Esa democracia

Desde que los liberales del siglo XVIII inventaron la democracia moderna, tres grandes fenómenos han sobrevenido y han provocado su profunda deformación: la sociedad de masas, la propaganda y la perversión que generan los capitales electorales. Después de semejantes eventos, el sistema es irreconocible, al menos frente a lo que propusieron los ideólogos de la República, sueño del que quedan apenas dramáticos escombros que gesticulan entre el drama y el circo.

Aquella democracia estuvo concebida para sociedades más bien pequeñas, con poblaciones estructuradas en torno a elites dirigentes y a las que se podía enviar mensajes casi coloquiales. Entonces, funcionaba bastante bien el sistema de representación, y los gobernantes y legisladores eran genuinos mandatarios, sus encargos era claros, sus responsabilidades definidas y sus tareas concretas. Las posibilidades de que los encargos políticos se diluyan, suplanten o tergiversen eran escasos. El pueblo no era una ficción, era un hecho. Las elecciones eran opciones racionales, y el voto, un ejercicio de soberanía.

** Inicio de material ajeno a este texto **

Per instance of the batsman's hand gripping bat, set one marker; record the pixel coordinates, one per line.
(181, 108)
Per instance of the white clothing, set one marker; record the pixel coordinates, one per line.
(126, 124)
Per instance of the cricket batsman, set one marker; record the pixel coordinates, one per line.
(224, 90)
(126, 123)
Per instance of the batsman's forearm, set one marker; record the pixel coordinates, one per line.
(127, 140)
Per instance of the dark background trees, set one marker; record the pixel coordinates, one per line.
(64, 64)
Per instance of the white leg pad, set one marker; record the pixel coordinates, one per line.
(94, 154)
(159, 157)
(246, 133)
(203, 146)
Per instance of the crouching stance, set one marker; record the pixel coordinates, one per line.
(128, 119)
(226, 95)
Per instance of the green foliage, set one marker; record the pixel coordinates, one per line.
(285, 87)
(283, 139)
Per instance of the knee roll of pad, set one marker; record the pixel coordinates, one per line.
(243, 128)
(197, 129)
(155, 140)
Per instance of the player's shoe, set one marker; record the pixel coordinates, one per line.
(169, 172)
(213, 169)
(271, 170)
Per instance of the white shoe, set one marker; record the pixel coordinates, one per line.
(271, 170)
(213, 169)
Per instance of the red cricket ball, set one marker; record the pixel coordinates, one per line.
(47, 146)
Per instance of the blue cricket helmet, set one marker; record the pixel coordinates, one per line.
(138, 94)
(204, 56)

En aquella democracia -la que soñaron los liberales- la propaganda y el marketing no existían. No había nacido Joseph Goebbels. Dirigentes y creyentes pensaban que sus nexos debían ser transparentes y lineales y que estaban vinculados con la verdad. Pensaban esos padres ingenuos que el discurso político excluía a la demagogia, que ya había sido descalificada en los tiempos de la Grecia antigua. No se practicaba el venenoso aserto de que una mentira repetida mil veces se convertía en verdad. Había una sola agenda, aquella por la que se votaba, y que servía además para gobernar. Aún no se les ocurría a los publicistas vender sonrisas y ademanes, ni había nacido la idea de que a la población se la podía manipular como al mercado, ni que había una oferta de felicidad que operaba en función de la demanda de sumisiones, obediencias escondidas y miedos inducidos.

En aquella ilusión bucólica aún no se sospechaba que la futura democracia dependería del dinero. No había ni idea de que el sistema funcionaría en torno a enormes capitales, o a inversiones políticas que redituarían como cualquier otra colocación de fondos. No. El concepto de la empresa electoral aún no nacía. Se pensaba que llegar al poder era resultado del esfuerzo por convencer, por capturar ilusiones y traducirlas en propuestas posibles. No era, pues, asunto de más compromisos que los que el candidato entablaba con la gente en el bis a bis de los discursos. No era problema de millones, era tema de talento.

Mucha agua ha corrido bajo el puente desde entonces. Y hoy, de ese sistema apenas queda el nombre, la caricatura. Queda la masificación, el populismo y la propaganda. Queda la fatiga de vivir acosados por la perpetua campaña electoral.